Seit einiger Zeit gibt es Bemühungen, Alternativen zu den für Meerestiere tödlichen Plastikschnüren zu finden. Ein Ziel der Forschung des Thünen-Instituts (Johann Heinrich von Thünen-Institut, Bundesforschungsinstitut für Ländliche Räume, Wald und Fischerei) war beispielsweise, die Konstruktion des Fischereigerätes so zu verändern, dass ein Scheuerschutz nicht mehr nötig ist. Auch alternative Materialien zu „Dolly Ropes“ wie z.B. Leder wurden in der Vergangenheit erprobt. Im Abschlussbericht des Projekts „Verringerungen von Kunststoffmüll aus der Krabbenfischerei durch Netzmodifikationen – Dolly Rope Suspension (DRopS)“ von 2022 heißt es: „Das Projekt hat gezeigt, dass ausreichende Alternativen zur Verwendung von Dolly Ropes bestehen. Ein Großteil der deutschen Krabbenfischerei nutzt bereits mindestens eine der beiden o.g. Möglichkeiten und verzichtet auf den Gebrauch von Dolly Ropes. Dies bestätigt die Entbehrlichkeit von Dolly Ropes. Ein vollständiger Verzicht der gesamten Fischerei auf Dolly Ropes wäre durch die Schaffung wirksamer Anreize oder durch gesetzliche Regelungen erreichbar.“
Leider sieht es in den Niederlanden noch anders aus, weshalb man an den Stränden von Zeeland, Holland oder Texel besonders viele „Dolly Ropes“ finden (und bitte gerne entsorgen!) kann. Die Fischereischiffe der niederländischen Flotte sind ohnehin die „professionellsten”: Sie sind um einiges größer als die herkömmlichen deutschen „Krabbenkutter“. Hier werden bis heute weiterhin exzessiv „Dolly Ropes“ verwendet. Im Bericht des Thünen-Institutes ist zu lesen: „Schätzungen zufolge reißen innerhalb der ersten Wochen etwa 10-15% des neu angebrachten Materials ab. Insgesamt – so geben niederländische Forscher für die niederländische Fischerei an – enden etwa 25-50% der verwendeten Dolly Ropes im Meer.“
Doch auch in den Niederlanden gibt es eine Änderung – mit einem für das Königreich nicht wirklich überraschenden Kontext: Fahrräder. Denn ein Werkstoff fällt hier deutlich mehr an als bei den europäischen Nachbarn, nämlich Fahrradreifen. Befestigt man Bogenfragmente davon mit Kabelbindern an den Grundschleppnetzen. ersetzen sie Polyethylen-Seile. An manchen Fangbestecken finden sich auch Lederstreifen, allerdings in Kombination mit blauen „Dolly Ropes“.

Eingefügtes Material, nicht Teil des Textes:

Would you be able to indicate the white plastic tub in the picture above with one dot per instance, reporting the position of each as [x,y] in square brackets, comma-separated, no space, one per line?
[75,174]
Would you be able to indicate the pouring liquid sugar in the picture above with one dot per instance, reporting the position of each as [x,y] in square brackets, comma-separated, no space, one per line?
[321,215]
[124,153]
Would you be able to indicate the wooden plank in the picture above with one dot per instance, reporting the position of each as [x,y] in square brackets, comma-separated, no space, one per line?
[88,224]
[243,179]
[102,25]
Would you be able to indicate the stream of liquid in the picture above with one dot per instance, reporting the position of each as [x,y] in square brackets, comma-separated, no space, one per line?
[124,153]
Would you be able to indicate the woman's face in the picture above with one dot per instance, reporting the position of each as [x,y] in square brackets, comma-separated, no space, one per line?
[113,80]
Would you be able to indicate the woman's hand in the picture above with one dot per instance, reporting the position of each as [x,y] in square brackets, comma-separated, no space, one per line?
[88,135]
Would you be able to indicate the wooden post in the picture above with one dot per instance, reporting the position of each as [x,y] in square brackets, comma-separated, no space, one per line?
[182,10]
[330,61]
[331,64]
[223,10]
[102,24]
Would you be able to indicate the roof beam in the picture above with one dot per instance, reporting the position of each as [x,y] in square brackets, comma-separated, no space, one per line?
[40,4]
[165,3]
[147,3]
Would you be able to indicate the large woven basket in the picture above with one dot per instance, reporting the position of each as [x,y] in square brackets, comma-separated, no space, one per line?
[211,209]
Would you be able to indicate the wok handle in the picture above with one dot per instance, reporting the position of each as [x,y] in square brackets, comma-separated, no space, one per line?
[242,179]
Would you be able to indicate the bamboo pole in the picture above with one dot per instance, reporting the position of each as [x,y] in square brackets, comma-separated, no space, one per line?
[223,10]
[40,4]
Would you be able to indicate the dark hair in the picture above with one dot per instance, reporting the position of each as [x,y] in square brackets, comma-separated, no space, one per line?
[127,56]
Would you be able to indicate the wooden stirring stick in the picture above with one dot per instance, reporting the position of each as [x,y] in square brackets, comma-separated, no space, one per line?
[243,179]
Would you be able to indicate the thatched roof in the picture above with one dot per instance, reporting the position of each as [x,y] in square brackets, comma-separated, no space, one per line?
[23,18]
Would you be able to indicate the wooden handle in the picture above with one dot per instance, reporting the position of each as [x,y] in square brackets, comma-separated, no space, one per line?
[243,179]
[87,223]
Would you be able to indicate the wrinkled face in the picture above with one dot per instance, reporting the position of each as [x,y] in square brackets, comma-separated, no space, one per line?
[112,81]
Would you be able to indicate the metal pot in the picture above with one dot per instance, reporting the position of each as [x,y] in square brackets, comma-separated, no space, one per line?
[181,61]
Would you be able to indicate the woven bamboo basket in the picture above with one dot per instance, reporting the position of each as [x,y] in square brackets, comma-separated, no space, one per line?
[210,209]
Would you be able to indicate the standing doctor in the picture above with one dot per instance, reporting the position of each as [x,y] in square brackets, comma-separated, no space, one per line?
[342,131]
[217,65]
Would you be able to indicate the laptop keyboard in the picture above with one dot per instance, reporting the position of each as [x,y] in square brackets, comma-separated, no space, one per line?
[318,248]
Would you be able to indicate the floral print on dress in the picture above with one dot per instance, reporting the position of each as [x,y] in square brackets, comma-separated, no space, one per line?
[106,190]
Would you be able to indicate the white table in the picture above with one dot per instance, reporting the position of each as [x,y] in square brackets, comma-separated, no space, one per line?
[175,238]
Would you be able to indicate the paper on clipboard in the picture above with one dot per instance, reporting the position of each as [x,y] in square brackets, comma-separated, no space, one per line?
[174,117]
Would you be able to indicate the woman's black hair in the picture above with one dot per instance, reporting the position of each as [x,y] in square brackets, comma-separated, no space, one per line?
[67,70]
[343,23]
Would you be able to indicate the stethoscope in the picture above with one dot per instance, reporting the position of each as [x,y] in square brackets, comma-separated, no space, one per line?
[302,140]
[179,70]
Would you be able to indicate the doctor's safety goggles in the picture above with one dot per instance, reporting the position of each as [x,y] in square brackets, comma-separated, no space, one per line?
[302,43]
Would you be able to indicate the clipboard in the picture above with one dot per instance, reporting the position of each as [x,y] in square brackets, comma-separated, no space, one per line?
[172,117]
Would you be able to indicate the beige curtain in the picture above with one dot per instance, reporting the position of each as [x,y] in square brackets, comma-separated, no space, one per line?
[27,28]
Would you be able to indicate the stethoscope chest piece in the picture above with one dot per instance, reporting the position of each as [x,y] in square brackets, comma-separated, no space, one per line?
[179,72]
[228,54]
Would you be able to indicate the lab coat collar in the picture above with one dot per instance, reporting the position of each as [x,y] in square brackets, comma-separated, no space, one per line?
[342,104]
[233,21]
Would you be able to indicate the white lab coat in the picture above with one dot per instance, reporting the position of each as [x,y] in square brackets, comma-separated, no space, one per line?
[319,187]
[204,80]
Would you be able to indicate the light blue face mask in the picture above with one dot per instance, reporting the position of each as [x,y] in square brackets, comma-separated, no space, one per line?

Allerdings werden auch diese teils unnatürlichen Verbundmaterialien am Meeresgrund abreiben und verbleiben. Aber zumindest für die Basstölpel und Trottellummen machen diese Fahrradreifen einen Unterschied, denn rund 75 % ihres Nistmaterials auf der Insel Helgoland besteht aus den für die Tiere tödlichen „Dolly Ropes“ aus Polyethylen. Vielleicht ist das Experiment der Fahrradreifen ein erster Schritt in die richtige Richtung.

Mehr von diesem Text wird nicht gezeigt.